2

I have two lists of complex structures (each list is a multiPhylo object containing phylogenetic trees), and I would like to find out how many times each element of the first one appears in the second one. Pretty straightforward, but for some reasons my code returns wrong results.

library(devtools)
install_github('santiagosnchez/rBt')
library(rBt)

beast_output <- read.annot.beast('strict_BD_starBEAST_logcomb.species.trees')
beast_output_rooted <- root(beast_output, c('taxon_A', 'taxon_B')) # length == 20,000
unique_multiphylo <- unique.multiPhylo(beast_output_rooted) # length == 130

count <- function(item, list) {
  total = 0
  for (i in 1:length(list)) {
    if (all.equal.phylo(item, list[[i]])) {
      total = total + 1
    }
  }
  return(total)
}

result <- data.frame(un_tr = rep(0, 130), count = rep(0, 130))
for (i in 1:length(unique_multiphylo)) {
  result[i, ] <- c(i, count(unique_multiphylo[[i]], beast_output_rooted))
}

The function all.equal.phylo() takes two phylo objects and returns TRUE if they are the same. See docs. The function count() takes an item and a list and returns the number of times the item appears in the list using all.equal.phylo().

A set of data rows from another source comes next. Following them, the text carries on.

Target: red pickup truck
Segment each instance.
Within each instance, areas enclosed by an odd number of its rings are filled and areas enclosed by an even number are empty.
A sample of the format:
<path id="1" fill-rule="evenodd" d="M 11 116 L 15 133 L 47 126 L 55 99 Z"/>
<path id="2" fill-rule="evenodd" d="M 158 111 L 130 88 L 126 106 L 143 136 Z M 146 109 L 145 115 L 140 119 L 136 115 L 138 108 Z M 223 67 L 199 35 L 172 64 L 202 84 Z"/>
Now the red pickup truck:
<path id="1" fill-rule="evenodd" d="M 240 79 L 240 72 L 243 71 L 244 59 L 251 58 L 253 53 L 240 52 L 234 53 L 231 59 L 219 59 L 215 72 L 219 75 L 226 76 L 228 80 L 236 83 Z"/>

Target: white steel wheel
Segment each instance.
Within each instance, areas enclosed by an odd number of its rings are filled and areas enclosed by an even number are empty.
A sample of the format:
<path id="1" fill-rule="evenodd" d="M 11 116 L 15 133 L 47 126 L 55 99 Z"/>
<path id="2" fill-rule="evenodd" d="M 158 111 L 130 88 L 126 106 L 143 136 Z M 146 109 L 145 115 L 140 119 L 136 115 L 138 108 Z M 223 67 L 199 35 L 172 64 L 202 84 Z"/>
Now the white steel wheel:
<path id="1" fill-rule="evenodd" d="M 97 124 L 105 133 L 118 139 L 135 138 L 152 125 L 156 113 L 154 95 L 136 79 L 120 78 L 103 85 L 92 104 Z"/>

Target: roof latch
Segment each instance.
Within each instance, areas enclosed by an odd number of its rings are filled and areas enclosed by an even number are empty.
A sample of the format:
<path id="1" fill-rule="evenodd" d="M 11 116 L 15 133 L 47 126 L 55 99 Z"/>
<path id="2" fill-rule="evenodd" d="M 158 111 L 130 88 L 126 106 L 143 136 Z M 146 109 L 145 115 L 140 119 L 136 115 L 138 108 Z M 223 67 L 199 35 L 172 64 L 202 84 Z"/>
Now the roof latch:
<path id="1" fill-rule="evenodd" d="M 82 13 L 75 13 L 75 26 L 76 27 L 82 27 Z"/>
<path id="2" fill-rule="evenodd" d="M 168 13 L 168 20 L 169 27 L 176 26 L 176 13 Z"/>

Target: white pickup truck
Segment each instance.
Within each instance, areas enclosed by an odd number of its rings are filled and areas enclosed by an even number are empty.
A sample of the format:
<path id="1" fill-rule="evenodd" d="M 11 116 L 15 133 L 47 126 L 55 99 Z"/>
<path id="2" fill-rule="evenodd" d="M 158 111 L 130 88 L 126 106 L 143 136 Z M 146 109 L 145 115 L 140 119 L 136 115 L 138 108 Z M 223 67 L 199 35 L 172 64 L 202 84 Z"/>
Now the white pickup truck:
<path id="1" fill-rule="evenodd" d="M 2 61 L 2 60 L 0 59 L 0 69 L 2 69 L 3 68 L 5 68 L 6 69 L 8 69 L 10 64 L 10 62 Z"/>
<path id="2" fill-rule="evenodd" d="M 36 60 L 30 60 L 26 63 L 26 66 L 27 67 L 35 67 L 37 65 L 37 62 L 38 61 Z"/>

The issue is that the function count() returns 0 most of the time. This should not be possible as the list unique_multiphylo is a sublist of beast_output_rooted, which means that count() should at least return 1.

What is wrong with my code? And how can I correct it? Many thanks for the help!

EDIT: here is a reproducible example:

install.packages('ape')
library(ape)

set.seed(42)
trees <- lapply(rep(c(10, 25, 50, 100), 3), rtree) # length == 12
class(trees) <- 'multiPhylo'
unique_multiphylo <- unique.multiPhylo(trees) # length == 12

count <- function(item, list) {
  total = 0
  for (i in 1:length(list)) {
    if (all.equal.phylo(item, list[[i]])) {
      total = total + 1
    }
  }
  return(total)
}

result <- data.frame(un_tr = rep(0, 12), count = rep(0, 12))
for (i in 1:length(unique_multiphylo)) {
  result[i, ] <- c(i, count(unique_multiphylo[[i]], trees))
}

However, it seems to be working perfectly fine with these simulated data...

jvddorpe
  • 315
  • 1
  • 2
  • 10
  • 2
    It's easier to help you if you include a simple [reproducible example](https://stackoverflow.com/questions/5963269/how-to-make-a-great-r-reproducible-example) with sample input and desired output that can be used to test and verify possible solutions. Try to make the question self sufficient so all relevant parts can by copy/pasted. Does your problem require the `rBt` library? – MrFlick Feb 04 '19 at 20:22
  • Unfortunately, I cannot share my data as they have not been published yet, but I will try to find and share a similar dataset first thing tomorrow morning! I use the `rBt` library to import my BEAST output: `read.annot.beast()`. – jvddorpe Feb 04 '19 at 20:29
  • @MrFlick, I updated my question. – jvddorpe Feb 05 '19 at 09:09
  • If the provided data doesn't reproduce your problem we cannot test the solutions for your problem with this data... Are you sure that by rooting the phylogenetic tree remains constant? – llrs Feb 05 '19 at 15:56

2 Answers2

2

I finally managed to get proper results. In the function all.equal.phylo(), I needed to set the parameter use.edge.length to FALSE so that only the topologies of the phylogenetic trees are compared.

Here is my code:

(I changed the names of a couple of variables to make it clearer what I was trying to do)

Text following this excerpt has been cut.